1. That point seems to stem from completely illogical reasoning - what on earth would imply that IEMs would be better than a full-sized. They are different enough in presentation and paradigms, that leaves a lot of this to be, quite frankly, moot. That being said - IEMs are more forward, they reside more or less confined to your head - typically. They can't move as much air, so a lot of things become scaled down, relatively. Yes, and I must stress this, it's enough of a difference that going about this in such a roundabout way makes little sense.
2/3. You might want to specify more on the actual sound and presentation you're wanting, rather than genres, before someone can chime in with a specific answer.

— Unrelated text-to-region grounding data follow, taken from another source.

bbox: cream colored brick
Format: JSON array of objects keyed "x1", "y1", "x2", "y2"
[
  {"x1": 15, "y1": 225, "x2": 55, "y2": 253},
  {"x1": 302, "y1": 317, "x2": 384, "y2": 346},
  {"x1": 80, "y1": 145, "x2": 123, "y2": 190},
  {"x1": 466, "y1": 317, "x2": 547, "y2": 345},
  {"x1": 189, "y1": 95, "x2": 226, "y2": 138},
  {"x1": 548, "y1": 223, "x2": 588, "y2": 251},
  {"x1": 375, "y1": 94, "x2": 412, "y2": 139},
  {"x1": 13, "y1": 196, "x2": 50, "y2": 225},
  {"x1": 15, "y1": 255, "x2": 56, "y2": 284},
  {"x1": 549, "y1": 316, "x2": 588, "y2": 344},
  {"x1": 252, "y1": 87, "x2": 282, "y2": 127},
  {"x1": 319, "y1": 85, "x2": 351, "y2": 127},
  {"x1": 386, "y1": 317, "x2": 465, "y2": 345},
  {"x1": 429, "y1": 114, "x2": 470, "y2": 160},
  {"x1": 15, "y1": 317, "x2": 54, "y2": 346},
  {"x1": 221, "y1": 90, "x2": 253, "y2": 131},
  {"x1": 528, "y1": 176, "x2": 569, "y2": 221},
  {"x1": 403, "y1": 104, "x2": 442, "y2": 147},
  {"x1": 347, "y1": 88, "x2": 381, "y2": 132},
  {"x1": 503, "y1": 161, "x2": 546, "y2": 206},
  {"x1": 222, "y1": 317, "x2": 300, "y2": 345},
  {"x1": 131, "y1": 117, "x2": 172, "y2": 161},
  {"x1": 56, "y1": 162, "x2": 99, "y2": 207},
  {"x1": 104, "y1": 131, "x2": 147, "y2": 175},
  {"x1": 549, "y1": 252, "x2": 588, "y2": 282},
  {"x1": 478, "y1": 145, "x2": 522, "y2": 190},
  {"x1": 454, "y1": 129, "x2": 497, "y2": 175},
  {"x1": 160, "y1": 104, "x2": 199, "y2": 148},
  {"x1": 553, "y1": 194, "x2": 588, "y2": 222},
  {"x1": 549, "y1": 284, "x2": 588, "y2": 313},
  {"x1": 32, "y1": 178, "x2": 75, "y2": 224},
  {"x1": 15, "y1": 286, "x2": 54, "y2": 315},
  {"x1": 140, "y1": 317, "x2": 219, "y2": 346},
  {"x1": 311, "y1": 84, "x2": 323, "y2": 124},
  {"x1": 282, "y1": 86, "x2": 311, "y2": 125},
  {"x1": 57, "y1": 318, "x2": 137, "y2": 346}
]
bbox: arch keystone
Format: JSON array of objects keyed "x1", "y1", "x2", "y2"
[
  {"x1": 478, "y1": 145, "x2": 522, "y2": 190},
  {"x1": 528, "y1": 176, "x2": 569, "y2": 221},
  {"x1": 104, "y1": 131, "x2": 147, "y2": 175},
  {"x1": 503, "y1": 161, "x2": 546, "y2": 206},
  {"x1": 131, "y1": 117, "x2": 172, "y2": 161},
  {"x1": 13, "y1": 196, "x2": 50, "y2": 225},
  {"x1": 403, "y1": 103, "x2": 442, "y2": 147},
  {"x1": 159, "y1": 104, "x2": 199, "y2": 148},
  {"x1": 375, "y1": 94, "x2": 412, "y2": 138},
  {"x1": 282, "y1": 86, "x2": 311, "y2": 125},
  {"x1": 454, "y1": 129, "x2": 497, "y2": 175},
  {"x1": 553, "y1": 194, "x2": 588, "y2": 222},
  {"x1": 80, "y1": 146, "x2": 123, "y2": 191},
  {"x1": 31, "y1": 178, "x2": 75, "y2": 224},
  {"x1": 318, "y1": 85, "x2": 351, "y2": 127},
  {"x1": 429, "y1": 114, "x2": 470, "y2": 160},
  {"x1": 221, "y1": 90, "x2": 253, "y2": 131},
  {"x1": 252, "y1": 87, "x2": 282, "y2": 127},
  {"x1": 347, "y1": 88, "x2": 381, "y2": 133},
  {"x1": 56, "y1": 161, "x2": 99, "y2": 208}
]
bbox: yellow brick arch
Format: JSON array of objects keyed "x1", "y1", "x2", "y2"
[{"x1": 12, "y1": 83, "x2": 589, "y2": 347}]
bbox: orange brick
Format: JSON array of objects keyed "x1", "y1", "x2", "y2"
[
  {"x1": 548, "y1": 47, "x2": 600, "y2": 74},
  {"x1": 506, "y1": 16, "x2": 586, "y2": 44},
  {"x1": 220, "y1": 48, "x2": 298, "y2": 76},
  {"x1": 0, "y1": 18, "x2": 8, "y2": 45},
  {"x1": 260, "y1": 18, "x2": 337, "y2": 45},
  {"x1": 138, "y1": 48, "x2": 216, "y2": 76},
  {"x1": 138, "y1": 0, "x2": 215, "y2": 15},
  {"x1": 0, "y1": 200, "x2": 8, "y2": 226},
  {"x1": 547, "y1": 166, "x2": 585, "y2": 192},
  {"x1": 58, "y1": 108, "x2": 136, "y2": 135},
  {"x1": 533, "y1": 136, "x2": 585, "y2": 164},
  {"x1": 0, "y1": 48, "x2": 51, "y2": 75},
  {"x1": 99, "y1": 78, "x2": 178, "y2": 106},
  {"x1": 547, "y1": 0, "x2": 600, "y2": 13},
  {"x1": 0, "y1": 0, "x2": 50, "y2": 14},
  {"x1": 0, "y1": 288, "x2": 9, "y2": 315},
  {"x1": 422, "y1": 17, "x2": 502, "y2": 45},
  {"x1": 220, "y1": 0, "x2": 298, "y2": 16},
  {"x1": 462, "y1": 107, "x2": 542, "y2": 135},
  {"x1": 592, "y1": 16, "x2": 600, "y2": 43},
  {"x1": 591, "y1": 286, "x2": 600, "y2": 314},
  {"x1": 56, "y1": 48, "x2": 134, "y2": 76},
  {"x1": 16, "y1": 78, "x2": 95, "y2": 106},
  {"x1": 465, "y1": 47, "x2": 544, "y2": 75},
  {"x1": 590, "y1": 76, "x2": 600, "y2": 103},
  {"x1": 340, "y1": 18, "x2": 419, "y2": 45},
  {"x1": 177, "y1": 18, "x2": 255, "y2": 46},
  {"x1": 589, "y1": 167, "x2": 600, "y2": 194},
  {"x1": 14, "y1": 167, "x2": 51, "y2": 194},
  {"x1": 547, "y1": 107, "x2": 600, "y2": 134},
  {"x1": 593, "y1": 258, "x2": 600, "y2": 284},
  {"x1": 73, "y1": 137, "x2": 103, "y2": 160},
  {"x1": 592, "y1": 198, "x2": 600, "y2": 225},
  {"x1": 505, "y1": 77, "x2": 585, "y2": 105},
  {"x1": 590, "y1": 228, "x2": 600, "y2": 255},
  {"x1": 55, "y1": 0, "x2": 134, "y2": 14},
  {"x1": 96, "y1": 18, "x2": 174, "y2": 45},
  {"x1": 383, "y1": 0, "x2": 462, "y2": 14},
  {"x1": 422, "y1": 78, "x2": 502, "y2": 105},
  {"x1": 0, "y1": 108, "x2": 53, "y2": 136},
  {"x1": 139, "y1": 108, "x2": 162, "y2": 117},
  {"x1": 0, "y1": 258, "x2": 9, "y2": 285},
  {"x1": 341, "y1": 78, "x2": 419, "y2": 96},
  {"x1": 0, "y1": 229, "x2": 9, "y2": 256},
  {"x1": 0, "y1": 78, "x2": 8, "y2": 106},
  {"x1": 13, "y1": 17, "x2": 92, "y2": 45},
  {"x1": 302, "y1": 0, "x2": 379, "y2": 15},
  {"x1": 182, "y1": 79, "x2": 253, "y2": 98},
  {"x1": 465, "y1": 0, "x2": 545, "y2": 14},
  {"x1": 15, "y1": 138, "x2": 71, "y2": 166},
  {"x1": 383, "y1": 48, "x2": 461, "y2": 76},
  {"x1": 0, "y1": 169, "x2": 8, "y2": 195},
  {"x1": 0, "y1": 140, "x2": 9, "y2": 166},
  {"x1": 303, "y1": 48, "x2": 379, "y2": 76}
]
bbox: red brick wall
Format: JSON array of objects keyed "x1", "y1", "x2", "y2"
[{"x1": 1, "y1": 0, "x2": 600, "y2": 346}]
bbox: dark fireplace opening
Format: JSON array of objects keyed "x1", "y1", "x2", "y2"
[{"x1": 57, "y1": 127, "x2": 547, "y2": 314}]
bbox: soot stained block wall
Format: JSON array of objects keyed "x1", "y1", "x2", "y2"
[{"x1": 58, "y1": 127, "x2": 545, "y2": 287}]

It seems very egotistic to quote oneself, but this situation is similar enough to the one this message was originally intended for, that it might be warranted.
That being said, you've listed out genres. That doesn't really tell us how you'd like them presented. It doesn't really tell much about how you want them to sound at all, really. It's a very vague quality, and the answers you get as a result will be extremely skewed towards the preference of one person to the other.
For example - the typical stereotype for a person who partakes in rap/hip-hop/electronic is that they would want more bass. Well, would you really want that in this case? How about the other qualities of the bass? Do you want them to be punchy and tight - or do you want them to be focused on texture?
And if you're bamboozled with using audio terms - you needn't be. Just by describing the sound the way that you can, and being specific about it, can yield better, more specific results from your audience. No need for jargon.
4. What is a lossless MP3? A lossless player I imagine was what you meant. That being said, all players have DACs built in, they have to. And to address your amp question...
5. If you seriously are looking for IEMs - I personally think there's some confusion and that you'd want to stick to headphones - you have to realize that they, along with plenty of other headphones - require little power. Not nearly enough to require an standalone amp. The whole appeal to them is to be portable and sensitive. Perhaps you'd like to mix-and-match sound signatures, as would many on the forums happen to do. But that depends on preferences, not only through the process of mixing and matching, but on whether or not one would want to do so at all. This should really be an informed decision, instead of being blindly told that you "need" something in order to make it all the better. And since you're looking towards a standalone DAP already, I'd imagien that you wouldn't require something to bypass an awful player - another more level-headed incentive for getting a separate ampl.
And all in all - I would encourage you to read this - http://www.head-fi.org/t/374155/leaving-portable-hifi-its-too-silly
Don't take the message too far though.